MZEE.com: Du hast bisher noch kein Album releast und trotzdem wirken deine einzelnen Singles und EPs wie aus einem Guss, weil die Drum 'n' Bass- und Garage-Elemente alles vereinen. Könntest du dir trotzdem vorstellen, in Zukunft mal in andere Soundwelten einzutauchen?
Hanna Noir: Ich glaube, ich werde bei meinem Muster bleiben. Man verändert sich zwar und deshalb kann es immer sein, dass man irgendwas anders macht. Aber für mein jetziges Lebensgefühl ist es auf jeden Fall Drum 'n' Bass, Jungle und vielleicht noch Grime und Drill. Ich bin ein Gewohnheitsmensch und mag es, mir gute Angewohnheiten anzueignen. Dazu gehört auch, einen Geschmack zu entwickeln. Ähnlich wie bei Freundschaften: Wenn ich jemanden richtig gernhabe, wird die Person mich nicht mehr los. Das ist bei diesem Genre ähnlich – die Musik hat mir in einer dunklen Phase echt geholfen. Seitdem assoziiere ich diesen schnellen Breakbeat mit einer warmen Umarmung. (lacht) Das ist ein hoffnungsvolles Gefühl. Es ist zwar auch nice, sich immer wieder neu zu erfinden. Aber es ist mir wichtiger, dass ich meine Texte auf ein neues Level bringe oder ein Projekt mache, das zusammenhängend ist. Also so was wie ein Album. Zum Beispiel kann ich, weil ich sowieso schon im Drum 'n' Bass verortet bin, Sachen auf Samples ohne Drums machen. Oder in Richtung Spoken Word gehen und mich darauf fokussieren, was ich erzähle. Damit ich die Hörer:innen nicht ständig überfordere. Du kriegst zwar nur diesen einen Sound, aber dafür viele Facetten von mir als Person geliefert.

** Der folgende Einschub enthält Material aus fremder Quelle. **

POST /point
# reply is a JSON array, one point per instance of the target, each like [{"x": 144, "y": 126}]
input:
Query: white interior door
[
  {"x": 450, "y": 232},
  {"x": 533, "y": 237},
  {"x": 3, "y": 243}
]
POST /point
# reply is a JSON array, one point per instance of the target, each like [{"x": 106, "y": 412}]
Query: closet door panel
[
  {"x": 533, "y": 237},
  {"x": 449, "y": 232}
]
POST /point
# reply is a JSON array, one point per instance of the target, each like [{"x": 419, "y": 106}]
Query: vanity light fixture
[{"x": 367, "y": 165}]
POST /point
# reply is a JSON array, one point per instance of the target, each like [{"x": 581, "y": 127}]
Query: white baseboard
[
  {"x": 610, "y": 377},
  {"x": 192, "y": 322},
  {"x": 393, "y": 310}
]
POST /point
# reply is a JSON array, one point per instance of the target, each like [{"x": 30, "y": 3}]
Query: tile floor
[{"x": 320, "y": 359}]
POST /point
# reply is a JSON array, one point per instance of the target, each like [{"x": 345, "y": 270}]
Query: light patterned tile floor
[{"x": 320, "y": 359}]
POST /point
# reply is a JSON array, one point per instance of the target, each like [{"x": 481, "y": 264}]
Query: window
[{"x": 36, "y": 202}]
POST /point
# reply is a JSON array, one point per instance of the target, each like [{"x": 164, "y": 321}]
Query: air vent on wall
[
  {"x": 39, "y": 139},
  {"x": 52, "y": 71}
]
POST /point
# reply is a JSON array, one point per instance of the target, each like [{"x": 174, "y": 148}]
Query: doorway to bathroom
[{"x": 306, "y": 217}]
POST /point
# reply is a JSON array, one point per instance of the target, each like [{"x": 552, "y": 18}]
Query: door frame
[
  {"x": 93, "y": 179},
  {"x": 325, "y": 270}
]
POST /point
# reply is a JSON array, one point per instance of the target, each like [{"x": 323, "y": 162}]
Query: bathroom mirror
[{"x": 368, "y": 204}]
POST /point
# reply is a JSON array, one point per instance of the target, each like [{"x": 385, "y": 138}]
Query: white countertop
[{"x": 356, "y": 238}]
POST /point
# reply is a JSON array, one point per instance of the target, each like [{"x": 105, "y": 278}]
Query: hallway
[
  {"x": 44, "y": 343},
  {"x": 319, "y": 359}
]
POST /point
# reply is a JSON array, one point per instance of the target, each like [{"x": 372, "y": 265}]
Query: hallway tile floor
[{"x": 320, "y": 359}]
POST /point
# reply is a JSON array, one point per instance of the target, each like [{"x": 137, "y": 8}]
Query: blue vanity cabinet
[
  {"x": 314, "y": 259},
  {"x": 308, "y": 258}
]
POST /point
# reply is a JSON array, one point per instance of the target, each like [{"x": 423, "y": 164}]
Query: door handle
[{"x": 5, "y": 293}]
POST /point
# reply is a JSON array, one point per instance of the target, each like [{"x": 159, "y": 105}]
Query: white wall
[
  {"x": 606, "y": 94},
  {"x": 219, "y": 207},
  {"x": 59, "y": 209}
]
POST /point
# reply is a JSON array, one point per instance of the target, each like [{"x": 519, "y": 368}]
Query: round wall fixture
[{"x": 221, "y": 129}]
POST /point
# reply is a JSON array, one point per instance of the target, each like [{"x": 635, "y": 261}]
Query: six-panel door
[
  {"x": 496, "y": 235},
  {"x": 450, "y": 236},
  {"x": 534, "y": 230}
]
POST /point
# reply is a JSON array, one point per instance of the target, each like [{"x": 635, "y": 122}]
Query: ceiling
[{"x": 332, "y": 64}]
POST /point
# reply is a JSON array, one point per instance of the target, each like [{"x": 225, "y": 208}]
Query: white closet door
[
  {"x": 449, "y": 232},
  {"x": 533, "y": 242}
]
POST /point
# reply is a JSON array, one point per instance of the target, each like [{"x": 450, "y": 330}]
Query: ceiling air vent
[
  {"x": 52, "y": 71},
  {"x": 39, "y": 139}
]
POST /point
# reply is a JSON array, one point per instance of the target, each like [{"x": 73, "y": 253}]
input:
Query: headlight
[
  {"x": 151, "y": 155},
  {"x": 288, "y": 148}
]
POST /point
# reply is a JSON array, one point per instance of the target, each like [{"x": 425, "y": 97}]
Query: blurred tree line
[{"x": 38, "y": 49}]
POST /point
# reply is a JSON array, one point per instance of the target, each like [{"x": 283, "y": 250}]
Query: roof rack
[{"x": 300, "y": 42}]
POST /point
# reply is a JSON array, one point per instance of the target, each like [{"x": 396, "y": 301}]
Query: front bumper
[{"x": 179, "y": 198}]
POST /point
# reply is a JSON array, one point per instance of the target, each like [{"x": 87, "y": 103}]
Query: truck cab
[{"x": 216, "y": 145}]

MZEE.com: Neben deinem Sound weisen spätestens seit 2022 auch deine Visuals auf Social Media und in Musikvideos eine klare Stringenz auf. Alles scheint einer Vision zu folgen – speziell durch die Farbe Weiß und deine Maske. Wie wichtig ist dir diese visuelle Kontextualisierung?

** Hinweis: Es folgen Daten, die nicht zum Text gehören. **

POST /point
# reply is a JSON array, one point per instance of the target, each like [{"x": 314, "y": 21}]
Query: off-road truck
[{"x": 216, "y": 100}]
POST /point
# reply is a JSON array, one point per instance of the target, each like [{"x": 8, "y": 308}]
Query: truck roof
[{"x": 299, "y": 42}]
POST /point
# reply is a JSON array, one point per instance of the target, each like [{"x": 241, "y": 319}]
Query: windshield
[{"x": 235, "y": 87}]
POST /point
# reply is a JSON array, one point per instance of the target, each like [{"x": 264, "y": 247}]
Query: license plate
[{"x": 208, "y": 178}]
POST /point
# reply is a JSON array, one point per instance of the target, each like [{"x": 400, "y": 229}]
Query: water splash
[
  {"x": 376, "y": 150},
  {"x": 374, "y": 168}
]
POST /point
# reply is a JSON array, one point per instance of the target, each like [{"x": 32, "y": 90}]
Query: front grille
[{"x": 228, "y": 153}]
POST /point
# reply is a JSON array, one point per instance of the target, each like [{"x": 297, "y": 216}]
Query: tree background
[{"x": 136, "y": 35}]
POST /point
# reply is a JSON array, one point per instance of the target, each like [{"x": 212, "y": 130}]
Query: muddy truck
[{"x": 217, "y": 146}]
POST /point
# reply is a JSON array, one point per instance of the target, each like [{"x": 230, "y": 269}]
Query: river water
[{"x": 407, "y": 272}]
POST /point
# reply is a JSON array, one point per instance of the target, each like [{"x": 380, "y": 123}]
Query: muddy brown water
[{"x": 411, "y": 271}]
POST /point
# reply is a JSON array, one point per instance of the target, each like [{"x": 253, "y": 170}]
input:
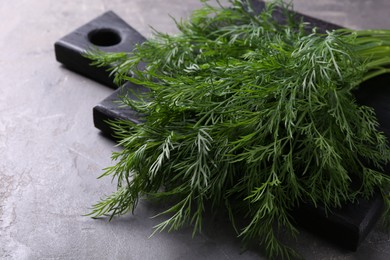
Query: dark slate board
[
  {"x": 346, "y": 227},
  {"x": 107, "y": 32}
]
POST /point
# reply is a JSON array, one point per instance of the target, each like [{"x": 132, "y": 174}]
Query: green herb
[{"x": 252, "y": 116}]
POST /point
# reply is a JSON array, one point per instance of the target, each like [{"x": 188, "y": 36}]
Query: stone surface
[{"x": 51, "y": 154}]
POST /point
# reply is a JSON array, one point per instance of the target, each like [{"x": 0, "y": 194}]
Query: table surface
[{"x": 51, "y": 154}]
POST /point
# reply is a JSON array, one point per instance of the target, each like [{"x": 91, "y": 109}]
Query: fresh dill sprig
[{"x": 252, "y": 116}]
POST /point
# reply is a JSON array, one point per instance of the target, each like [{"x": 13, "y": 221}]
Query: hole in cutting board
[{"x": 104, "y": 37}]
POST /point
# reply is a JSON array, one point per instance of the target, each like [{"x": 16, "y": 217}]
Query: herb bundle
[{"x": 251, "y": 116}]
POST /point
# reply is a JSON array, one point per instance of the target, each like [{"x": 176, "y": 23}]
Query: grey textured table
[{"x": 51, "y": 154}]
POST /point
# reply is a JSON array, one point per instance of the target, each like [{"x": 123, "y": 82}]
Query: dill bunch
[{"x": 251, "y": 116}]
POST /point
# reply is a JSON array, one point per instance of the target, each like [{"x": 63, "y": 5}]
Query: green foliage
[{"x": 250, "y": 115}]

Hanna Noir: Gerade wenn du independent bist, sollte die Wirkung nach außen so professionell wie möglich sein. Dazu gehört eine Ästhetik, eine eigene Marke und eine Möglichkeit, die Texte und Beats auf dem besten Weg an die Leute zu bringen. Ich finde, dass Künstler:innen zum Rest ihrer Kunst passen müssen. Wenn ich zum Beispiel nur traurige Songs hätte, aber voll auf eine Partyästhetik gehen würde, würde mich das durcheinanderbringen. Ich möchte diese Ruhe und dieses Hoffnungsvolle auch in Bildern haben. Diese Umarmung, von der ich eben gesprochen habe, hat auch bestimmte Farben: sanfte Blautöne, ein bisschen glowy und auf jeden Fall Weiß. Ich weiß mittlerweile lange vor Veröffentlichungen, wie das ungefähr später aussehen wird. Wenn du dann mit Leuten arbeitest, die Visuals für dich machen, musst du nicht mehr die Welt erklären. Sondern du kannst immer mehr Ideen einbringen, die trotzdem gut zusammenpassen. Das ist ein langer Prozess gewesen, aber ich habe jetzt einen Art Director, der spricht mit mir Sachen durch und ist quasi mein zweites Gehirn. Das ist Lukas Hertlein aus Berlin, ein ganz krasser visueller Kopf.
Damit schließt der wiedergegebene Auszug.